I tried to tell myself this as I stared down at the blood and matter congealed on the concrete floor of our workshop. As I assessed the droplets that dotted the white cinder-block walls in a Rorschach pattern that my eyes identified as a butterfly, as two men shaking hands, as the entrance to a well that opened into something infinite. Let my eyes follow the sight line of the red mess, which had originated from the soft place in my father’s skull. Somewhere near the temple, but I couldn’t be sure. It was hard to look at for longer than a few seconds. Hard to believe it was real.

Behind me, softly, the radio played Randy Jackson.

He was in his chair, slumped over the metal counter where he’d spent so much of his life. Face down, head turned to the side so that I could make out the bristle of his mustache. The eye I could see was closed. His wire-framed glasses had slipped halfway down his nose the moment he’d fallen, one side bent crookedly behind his ear so his hair fluffed up to a graying point. He wore his apron over the plaid button-down my mother had gotten him for his birthday so many years earlier; the one I said made him look like the Brawny paper towel man. I could almost make myself believe he’d dropped off to sleep midproject, which he sometimes did. Working into the small hours of the morning, painstakingly stitching hide beneath the light of a gooseneck lamp. If he just woke up and grouched at me for staring at him. If he smiled at me so I could feel okay. If he were breathing. If there weren’t so much blood.

It was the whole animal laid out in front of me again; unnatural and unknown. That was the first collaboration with my father. This would be the last.

It hurt to see him that way, wounded and opened up to the elements. I allowed myself a moment to marvel at his face. It sometimes looked much older than its sixty-six years, but death had made him young again: his cheeks soft and loose, lips tender and partially open. His hands, always in motion, finally still.

Though I knew I shouldn’t, I took off his glasses and smoothed down the cowlick in his wiry hair. I moved his hands from the table and set them in his lap, one propped on either thigh, how he always liked to sit at the dinner table while my mother prepped the meal.
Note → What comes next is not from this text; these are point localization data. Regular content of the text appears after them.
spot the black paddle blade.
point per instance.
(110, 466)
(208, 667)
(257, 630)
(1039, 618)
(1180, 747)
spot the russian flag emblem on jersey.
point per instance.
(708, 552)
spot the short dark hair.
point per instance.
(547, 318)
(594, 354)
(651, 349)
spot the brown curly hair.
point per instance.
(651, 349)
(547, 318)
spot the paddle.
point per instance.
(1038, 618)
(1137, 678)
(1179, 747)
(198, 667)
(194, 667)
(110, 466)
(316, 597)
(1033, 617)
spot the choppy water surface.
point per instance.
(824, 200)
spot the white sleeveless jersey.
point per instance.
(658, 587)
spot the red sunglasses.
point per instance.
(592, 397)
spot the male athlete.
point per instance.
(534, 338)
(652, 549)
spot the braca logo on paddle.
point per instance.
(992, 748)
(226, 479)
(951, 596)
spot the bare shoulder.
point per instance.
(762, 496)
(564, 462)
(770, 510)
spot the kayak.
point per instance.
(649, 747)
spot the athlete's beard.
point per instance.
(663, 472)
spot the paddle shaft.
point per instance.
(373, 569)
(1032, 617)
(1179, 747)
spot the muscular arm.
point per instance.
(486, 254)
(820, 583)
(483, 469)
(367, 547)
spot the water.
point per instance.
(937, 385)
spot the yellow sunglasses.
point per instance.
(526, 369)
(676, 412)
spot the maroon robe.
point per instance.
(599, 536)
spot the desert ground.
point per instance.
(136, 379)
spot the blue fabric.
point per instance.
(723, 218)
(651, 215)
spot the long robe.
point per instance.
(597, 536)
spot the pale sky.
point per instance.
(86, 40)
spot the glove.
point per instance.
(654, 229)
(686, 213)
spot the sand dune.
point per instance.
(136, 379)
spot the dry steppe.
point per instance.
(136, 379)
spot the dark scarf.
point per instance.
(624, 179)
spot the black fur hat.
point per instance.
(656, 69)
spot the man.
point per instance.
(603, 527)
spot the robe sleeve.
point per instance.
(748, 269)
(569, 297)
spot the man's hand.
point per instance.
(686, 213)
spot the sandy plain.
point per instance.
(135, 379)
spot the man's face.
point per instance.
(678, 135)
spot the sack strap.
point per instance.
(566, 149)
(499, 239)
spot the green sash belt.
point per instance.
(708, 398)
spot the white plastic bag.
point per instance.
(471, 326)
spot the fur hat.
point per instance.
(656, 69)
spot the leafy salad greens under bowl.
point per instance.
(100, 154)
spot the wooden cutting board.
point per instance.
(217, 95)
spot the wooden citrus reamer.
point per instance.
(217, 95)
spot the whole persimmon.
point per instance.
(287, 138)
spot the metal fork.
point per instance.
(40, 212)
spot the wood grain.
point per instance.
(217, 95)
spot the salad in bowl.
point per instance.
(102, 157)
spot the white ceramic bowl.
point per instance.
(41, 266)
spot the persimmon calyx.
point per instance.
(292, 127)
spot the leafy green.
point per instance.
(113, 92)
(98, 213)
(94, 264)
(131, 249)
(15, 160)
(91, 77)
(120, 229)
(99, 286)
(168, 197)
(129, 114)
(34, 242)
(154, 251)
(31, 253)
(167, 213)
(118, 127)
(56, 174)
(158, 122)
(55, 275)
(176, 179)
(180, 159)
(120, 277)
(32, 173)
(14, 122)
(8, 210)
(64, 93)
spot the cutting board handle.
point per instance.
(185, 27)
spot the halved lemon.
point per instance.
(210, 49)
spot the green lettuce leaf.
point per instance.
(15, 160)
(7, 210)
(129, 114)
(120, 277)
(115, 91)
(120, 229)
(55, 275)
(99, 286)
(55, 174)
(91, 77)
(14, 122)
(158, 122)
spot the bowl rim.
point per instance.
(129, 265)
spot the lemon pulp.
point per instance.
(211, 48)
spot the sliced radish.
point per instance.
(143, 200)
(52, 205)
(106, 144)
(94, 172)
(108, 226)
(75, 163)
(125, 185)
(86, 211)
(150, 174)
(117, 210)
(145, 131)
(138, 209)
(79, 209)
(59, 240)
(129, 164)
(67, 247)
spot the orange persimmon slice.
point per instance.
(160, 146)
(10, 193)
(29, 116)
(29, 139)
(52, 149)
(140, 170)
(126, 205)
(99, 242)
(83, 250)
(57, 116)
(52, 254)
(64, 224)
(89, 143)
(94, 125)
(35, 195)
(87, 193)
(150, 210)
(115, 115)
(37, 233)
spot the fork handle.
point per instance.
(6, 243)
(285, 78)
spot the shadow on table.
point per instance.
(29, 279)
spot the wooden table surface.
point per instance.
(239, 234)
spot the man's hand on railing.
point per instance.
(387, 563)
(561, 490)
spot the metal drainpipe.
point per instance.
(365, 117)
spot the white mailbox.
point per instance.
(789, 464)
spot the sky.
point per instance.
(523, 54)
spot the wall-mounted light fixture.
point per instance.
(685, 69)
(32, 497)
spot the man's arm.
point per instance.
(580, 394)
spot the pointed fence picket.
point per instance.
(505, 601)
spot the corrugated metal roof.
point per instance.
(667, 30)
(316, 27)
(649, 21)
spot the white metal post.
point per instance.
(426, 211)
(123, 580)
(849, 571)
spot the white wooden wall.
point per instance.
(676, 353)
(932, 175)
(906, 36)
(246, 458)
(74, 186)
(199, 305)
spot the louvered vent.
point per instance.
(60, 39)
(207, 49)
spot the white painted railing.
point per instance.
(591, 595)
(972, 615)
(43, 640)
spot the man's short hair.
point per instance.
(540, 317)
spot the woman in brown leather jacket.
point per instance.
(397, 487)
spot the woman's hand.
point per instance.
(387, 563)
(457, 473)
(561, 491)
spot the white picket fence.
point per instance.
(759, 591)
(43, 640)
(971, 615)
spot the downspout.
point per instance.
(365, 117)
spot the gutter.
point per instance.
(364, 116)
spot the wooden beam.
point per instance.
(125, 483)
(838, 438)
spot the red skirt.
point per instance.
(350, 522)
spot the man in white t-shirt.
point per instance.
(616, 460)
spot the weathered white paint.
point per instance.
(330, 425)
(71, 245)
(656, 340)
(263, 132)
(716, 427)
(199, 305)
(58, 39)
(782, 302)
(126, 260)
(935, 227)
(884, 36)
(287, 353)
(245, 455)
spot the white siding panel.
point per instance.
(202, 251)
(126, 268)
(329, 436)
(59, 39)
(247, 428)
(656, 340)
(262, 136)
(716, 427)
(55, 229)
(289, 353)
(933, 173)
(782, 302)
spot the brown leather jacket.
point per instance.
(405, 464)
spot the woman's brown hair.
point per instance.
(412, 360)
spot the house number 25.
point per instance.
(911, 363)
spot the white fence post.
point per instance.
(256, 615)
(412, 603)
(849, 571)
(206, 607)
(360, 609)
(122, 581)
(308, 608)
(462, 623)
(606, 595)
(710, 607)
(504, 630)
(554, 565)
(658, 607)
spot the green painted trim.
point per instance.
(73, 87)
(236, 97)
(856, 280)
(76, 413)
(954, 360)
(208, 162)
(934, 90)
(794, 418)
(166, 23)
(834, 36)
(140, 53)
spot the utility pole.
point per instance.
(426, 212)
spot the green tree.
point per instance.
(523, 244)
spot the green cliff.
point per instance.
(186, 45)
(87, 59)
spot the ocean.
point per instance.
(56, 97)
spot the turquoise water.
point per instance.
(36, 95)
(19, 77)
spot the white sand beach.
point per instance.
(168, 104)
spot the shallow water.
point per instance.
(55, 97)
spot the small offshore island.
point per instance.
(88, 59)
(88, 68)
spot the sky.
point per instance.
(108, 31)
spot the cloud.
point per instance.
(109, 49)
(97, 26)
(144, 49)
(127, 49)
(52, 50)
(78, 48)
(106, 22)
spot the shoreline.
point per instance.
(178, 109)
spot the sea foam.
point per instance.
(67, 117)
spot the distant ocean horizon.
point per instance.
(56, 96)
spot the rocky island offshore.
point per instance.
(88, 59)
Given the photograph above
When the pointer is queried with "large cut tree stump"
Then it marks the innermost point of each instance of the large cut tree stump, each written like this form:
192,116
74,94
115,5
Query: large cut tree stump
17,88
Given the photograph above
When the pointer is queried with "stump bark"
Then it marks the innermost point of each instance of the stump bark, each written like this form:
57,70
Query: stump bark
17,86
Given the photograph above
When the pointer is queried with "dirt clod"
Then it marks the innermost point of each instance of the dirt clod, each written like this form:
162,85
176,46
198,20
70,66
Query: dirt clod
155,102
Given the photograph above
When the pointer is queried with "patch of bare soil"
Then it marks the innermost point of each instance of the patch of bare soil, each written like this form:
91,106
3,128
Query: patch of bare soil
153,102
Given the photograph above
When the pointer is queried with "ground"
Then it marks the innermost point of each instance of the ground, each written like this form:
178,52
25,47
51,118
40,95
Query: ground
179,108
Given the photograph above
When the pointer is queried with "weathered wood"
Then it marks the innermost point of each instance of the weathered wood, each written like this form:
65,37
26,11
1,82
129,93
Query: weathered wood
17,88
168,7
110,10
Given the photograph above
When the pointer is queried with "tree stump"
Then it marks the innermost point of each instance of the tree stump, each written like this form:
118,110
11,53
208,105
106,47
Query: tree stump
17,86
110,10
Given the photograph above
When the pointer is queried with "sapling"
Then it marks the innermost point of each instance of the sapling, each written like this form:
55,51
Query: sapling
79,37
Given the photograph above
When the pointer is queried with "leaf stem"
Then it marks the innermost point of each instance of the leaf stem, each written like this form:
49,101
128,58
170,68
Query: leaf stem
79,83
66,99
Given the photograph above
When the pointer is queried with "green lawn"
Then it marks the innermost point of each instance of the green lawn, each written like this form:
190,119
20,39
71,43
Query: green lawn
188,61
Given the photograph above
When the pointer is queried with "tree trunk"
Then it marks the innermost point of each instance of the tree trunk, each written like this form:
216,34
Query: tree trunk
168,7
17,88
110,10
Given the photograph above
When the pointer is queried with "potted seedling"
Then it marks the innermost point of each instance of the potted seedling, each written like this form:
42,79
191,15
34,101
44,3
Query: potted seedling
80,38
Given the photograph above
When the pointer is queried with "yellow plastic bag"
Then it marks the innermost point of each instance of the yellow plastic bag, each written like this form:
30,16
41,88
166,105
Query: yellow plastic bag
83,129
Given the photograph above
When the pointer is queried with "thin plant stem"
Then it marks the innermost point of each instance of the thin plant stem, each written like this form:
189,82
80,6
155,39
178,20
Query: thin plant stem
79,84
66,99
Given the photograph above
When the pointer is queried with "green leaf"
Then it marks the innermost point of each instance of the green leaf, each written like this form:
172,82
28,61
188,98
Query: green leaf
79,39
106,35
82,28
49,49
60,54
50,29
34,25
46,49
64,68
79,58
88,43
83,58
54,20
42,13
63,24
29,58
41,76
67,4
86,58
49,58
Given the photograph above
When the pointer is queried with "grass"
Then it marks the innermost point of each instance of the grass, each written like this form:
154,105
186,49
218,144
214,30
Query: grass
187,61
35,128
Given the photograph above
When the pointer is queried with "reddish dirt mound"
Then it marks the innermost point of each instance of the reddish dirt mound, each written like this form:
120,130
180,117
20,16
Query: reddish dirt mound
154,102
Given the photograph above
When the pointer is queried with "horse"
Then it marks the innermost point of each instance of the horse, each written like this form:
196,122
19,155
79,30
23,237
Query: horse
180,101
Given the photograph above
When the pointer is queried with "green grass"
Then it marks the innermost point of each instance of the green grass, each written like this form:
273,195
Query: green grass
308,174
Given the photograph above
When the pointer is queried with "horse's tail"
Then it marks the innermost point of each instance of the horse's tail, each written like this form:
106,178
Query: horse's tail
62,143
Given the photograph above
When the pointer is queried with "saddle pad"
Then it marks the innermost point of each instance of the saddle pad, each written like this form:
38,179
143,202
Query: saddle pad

I unbuckled the watch from his wrist with trembling fingers, the watch that had been my grandfather’s before it had belonged to him. The one I’d coveted because it was my father’s favorite and he cherished it. Things that were his that I wanted to be mine. His watch. All the best knives. The shop. His pride.

I picked up the handgun from where it lay on the floor. I set it on the counter next to the letter he’d left with my name spelled out in all capital letters. He’d taught me how to shoot with that gun. Taken me out to the backyard, just the two of us, and helped me pull the trigger. I was scared, but I wanted to look tough, because my father couldn’t stomach crybabies. He smiled and told me how impressed he was with my aim and my confidence. Put his hand on my shoulder and squeezed, how he always did when he was proud of me. He was always proudest when I refused to show weakness.